Understanding price and value
Having said that, the real challenge is at what price do you buy these companies? Here, Agrawal says, it is imperative to understand the difference between 'price' and 'value.' Price is what you pay, value is what you get. Value is something that exists in the mind.
Earnings, dividends, assets and sentiment all have an effect on price determination. Consistent wealth creators, pretty much like any other stock, must also to be bought cheap and sold when they are dear.
Sure. But is there a benchmark to determine what is cheap and what is expensive? Agrawal relies on the data thrown by the WC study in the past ten years which effectively captures stock performance for the 15-year period 1991-2005.
A detailed analysis of the 5-year rolling returns for consistent wealth creators reveals that such companies do present opportunities to make substantial returns over time.
The trick is to buy stocks at lesser than historic median valuations. Says Agrawal, "It is not always important to buy the stock very early. Stocks do present an opportunity to make good returns even if you have not been an early bird."
For instance, the median price-earnings ratio for the Hero Honda for the fifteen year period ending March 2003 was 14.4. And if one bought the stock in March 1993 when the price-earnings ratio was 12 one would have ended up with a annualised gain of a phenomenal 58 per cent in 1997.
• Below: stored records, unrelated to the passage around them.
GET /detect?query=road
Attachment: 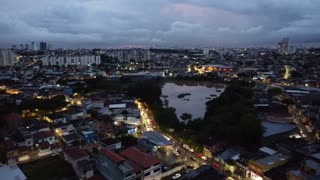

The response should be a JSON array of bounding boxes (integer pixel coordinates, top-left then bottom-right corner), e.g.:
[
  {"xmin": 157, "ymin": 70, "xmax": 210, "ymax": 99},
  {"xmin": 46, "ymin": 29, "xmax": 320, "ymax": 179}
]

Or if you picked the stock in 1997 when the price-earnings was 12, you would have made an annualised earnings of 63 per cent five years later. Similar is the story with several other wealth creators.
What's is the risk to picking stock based on this model? The risk is in identifying how mature a business is and how far it can go. For instance, the risks of putting your money in a 6-year old horse which has had been on a winning streak is lower than that of putting your money in a 14-year old horse with a similar track record. Now, identifying the age of the horse is the trick. That's easy to figure out - isn't it?!